O aumento de DSTs entre jovens brasileiros

Enviada em 30/09/2019

Nas últimas décadas, o desenvolvimento da medicina juntamente com a adoção de políticas públicas foram decisivos no combate às DSTs. O Brasil, durante os anos oitenta, experimentou grandes taxas de infecção pelo vírus HIV mas, felizmente, conseguiu controlar a epidemia através de campanhas de conscientização e distribuição universal gratuita de preservativos e de coquetéis de profilaxia pós-exposição, tornando-se referência mundial na luta contra a AIDS. No entanto, em 2019, o quadro no país é preocupante: as estatísticas vêm apontando um aumento nos casos de AIDS e diversas DSTs nos últimos anos, sobretudo entre os jovens – que costumam ter uma vida sexual mais agitada e têm utilizado menos preservativos. Diante desse cenário desafiador, o grande questionamento que paira é: o que estaria por trás de tal problemática e quais medidas devem ser tomadas para revertê-la?
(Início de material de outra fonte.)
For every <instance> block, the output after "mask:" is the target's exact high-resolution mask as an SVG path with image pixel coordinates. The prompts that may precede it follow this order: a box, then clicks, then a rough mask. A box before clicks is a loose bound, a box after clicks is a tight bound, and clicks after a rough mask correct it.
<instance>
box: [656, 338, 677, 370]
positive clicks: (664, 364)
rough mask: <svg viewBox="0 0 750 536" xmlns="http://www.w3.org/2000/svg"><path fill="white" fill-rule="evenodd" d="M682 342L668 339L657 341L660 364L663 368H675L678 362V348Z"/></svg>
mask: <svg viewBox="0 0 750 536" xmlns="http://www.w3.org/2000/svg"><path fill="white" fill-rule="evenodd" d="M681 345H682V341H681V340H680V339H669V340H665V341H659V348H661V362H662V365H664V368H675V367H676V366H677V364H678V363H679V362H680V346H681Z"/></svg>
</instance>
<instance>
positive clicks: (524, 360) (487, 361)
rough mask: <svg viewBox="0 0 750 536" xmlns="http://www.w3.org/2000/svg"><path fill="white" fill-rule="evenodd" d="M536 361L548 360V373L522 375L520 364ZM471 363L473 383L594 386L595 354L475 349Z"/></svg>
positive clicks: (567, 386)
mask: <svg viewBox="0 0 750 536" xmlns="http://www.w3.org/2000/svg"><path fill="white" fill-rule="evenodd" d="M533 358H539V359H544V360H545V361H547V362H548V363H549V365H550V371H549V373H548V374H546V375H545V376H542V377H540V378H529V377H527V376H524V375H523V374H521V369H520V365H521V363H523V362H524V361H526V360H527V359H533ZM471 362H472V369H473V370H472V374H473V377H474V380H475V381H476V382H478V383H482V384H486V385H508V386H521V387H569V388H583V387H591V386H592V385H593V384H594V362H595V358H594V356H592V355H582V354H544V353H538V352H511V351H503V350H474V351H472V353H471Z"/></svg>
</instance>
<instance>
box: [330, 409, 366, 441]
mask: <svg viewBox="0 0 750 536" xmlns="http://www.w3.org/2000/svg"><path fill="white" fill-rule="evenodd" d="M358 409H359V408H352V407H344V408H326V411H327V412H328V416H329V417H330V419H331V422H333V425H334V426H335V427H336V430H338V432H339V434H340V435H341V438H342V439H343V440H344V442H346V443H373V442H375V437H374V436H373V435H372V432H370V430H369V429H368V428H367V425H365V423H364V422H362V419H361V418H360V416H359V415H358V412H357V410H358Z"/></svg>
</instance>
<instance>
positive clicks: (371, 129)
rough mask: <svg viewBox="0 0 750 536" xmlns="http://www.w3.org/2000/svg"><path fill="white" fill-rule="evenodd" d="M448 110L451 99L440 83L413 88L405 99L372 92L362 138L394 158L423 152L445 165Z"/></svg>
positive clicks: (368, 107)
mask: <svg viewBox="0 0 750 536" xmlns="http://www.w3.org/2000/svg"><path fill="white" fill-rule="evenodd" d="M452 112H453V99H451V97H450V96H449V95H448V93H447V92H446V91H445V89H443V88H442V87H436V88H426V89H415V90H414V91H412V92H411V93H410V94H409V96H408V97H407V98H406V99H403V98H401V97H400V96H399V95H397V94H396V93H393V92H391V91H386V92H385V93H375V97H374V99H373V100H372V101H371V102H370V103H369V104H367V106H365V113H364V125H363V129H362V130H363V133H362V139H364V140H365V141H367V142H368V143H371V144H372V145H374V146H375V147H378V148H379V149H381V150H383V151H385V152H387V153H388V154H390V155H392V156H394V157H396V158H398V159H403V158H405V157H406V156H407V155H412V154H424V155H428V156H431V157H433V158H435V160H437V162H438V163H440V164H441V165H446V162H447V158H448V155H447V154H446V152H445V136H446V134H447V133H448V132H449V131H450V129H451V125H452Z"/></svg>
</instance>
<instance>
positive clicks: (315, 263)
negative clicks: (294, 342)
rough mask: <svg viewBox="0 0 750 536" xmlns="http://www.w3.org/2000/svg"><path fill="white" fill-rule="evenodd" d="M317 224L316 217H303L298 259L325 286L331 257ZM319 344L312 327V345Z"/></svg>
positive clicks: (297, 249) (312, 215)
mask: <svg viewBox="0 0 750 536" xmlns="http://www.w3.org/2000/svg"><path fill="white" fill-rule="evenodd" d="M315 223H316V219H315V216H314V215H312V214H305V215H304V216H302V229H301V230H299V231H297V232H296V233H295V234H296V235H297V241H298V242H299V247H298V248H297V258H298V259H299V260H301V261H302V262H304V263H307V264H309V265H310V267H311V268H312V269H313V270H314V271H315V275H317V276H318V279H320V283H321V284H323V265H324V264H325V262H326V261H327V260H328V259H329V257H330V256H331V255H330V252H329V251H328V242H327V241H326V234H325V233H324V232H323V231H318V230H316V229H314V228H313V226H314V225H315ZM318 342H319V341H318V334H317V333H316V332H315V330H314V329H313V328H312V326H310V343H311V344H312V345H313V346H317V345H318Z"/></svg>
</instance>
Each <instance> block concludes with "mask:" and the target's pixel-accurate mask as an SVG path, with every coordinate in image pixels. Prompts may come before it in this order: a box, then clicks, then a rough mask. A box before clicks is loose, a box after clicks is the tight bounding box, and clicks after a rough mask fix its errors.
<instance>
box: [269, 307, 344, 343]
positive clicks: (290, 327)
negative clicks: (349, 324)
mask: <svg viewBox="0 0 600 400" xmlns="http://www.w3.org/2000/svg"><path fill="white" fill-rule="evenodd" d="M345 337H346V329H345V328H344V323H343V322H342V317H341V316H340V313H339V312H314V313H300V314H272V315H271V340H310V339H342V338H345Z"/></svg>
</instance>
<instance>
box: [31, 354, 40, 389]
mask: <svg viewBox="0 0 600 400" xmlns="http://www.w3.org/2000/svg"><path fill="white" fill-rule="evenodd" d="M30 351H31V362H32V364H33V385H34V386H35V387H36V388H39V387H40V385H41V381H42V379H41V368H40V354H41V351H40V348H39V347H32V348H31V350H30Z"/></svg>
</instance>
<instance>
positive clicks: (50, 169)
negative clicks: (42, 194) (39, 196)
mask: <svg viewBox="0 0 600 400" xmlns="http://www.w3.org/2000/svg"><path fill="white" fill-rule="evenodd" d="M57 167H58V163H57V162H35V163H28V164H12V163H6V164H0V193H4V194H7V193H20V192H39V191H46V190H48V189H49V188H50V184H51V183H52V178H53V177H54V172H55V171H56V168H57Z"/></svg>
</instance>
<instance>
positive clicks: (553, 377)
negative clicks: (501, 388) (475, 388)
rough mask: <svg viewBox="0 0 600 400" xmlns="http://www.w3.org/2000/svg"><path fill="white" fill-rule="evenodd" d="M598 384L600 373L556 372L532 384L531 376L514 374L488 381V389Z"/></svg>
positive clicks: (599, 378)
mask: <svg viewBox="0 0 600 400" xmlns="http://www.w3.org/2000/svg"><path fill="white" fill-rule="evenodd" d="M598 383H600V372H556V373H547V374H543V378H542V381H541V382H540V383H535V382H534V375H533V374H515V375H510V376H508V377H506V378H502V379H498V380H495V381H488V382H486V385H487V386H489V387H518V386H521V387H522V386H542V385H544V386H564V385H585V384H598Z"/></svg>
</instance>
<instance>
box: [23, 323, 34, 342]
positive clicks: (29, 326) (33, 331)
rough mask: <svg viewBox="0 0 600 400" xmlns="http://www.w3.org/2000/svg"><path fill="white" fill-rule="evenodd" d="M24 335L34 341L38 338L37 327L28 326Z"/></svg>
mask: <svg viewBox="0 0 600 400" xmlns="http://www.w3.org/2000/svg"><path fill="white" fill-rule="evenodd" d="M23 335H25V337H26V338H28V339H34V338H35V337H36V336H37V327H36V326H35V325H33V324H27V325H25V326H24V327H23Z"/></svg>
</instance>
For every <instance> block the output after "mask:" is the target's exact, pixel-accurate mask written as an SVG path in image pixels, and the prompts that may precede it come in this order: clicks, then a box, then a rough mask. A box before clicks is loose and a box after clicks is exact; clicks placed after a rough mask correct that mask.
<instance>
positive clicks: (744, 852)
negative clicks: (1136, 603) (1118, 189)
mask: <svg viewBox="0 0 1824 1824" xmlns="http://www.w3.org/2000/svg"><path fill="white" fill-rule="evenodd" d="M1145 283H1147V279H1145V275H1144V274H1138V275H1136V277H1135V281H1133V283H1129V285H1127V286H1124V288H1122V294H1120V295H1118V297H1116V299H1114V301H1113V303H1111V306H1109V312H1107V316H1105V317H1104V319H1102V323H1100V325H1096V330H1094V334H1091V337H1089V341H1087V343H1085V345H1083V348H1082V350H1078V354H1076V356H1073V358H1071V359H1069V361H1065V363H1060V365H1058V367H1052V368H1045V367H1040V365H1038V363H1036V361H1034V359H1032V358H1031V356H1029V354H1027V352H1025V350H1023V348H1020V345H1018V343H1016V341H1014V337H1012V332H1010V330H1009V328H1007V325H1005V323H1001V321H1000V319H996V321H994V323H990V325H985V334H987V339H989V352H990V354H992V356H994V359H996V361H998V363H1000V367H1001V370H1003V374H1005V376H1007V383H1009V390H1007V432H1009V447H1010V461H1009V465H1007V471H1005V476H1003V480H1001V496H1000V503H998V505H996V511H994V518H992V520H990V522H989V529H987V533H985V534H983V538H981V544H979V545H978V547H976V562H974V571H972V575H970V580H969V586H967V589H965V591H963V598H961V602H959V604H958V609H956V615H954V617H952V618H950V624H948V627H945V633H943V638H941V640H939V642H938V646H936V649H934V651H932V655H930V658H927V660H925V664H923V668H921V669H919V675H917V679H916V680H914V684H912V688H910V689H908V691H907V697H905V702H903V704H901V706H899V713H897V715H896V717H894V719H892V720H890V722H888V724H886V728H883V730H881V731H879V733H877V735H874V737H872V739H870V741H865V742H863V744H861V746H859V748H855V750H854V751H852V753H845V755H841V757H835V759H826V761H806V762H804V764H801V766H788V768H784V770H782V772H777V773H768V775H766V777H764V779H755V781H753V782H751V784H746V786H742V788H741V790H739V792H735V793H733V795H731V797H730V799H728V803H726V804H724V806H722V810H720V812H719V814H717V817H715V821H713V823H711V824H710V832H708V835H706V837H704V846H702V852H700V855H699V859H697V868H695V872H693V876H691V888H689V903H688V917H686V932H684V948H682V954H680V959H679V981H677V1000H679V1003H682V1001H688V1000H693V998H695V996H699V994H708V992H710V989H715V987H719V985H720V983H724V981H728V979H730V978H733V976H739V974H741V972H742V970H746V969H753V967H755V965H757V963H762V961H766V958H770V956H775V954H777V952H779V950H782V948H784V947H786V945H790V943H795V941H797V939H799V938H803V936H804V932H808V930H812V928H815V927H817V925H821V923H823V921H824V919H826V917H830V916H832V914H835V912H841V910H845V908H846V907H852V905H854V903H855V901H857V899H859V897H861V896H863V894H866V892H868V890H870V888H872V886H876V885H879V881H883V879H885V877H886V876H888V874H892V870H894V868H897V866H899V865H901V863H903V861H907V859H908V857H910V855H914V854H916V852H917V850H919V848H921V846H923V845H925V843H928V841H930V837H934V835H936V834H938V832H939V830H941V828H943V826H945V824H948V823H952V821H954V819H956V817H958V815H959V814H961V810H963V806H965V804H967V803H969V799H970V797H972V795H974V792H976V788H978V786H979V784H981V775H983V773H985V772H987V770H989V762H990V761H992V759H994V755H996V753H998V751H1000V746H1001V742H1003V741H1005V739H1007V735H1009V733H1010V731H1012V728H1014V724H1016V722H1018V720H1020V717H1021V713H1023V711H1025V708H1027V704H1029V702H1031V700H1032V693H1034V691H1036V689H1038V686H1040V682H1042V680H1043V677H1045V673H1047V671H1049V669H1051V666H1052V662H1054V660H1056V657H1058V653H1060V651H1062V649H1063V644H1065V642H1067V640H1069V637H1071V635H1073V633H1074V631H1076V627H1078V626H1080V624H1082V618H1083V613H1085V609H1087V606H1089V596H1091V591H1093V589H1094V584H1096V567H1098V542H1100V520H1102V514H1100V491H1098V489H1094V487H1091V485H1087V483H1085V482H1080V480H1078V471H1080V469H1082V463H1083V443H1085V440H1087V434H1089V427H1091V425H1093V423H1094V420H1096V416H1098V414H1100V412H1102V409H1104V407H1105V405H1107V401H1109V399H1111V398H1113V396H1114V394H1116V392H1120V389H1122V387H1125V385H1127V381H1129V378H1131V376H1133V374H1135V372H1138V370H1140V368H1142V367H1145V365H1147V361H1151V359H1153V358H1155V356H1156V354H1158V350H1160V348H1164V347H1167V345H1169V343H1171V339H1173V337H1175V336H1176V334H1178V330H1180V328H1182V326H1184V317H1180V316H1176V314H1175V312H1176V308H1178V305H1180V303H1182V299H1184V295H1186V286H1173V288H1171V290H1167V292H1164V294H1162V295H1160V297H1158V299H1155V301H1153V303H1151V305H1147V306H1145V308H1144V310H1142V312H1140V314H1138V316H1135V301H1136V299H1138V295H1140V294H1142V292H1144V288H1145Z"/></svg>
Especialistas avaliam que o aumento da sobrevida e da melhoria na qualidade de vida dos aidéticos pode ter tido um efeito indesejado na percepção popular: os jovens parecem já não temer tanto a doença e se expõem a mais situações de risco, bem como deixam de fazer testes e acompanhamento médico. Muitos não entendem a gravidade de ser soropositivo e não acham que a doença ainda pode ser incapacitante ou fatal. Outro fator é o desconhecimento em relação às demais doenças que não a AIDS que, apesar de muito comuns e problemáticas, não são tão famosas - como a sífilis, clamídia, gonorréia e hepatites virais. Assim, apesar da internet hoje ser amplamente usada pelos mais jovens, parece que tal ferramenta não tem tido seu potencial positivamente explorado pelo Estado no que tange o resguardo da saúde sexual. Além disso, parece estar havendo uma falha no Ministério da Educação em garantir que este tema seja amplamente abordado e reforçado dentro das escolas e universidades.

Nesse sentido, urge que o Governo adote novas medidas para mudar essa realidade, como o desenvolvimento de campanhas de conscientização que não se limitem a propagandas de televisão ou outdoors, mas avancem massivamente para a internet – principalmente nas redes sociais mais usadas pelos jovens brasileiros, que possuem todas mecanismos de publicidade. Na Educação, é necessário que seja feita uma reavaliação dos currículos nacionais e que estes deem a devida atenção para a saúde sexual enquanto uma urgência social. O tema das DSTs precisa ser tratado nas escolas e universidades com uma carga horária mínima obrigatória em todos os cursos, devendo inclusive estar mais presente nos vestibulares para que seja ainda mais valorizado. A abordagem deve ser feita tanto numa perspectiva fisiológica, quanto sociológica, para que a questão seja debatida em todos os seus aspectos. Dessa maneira, é possível que o Brasil reverta este quadro lamentável e se torne novamente um exemplo internacional no combate da AIDS e das demais DSTs de modo geral.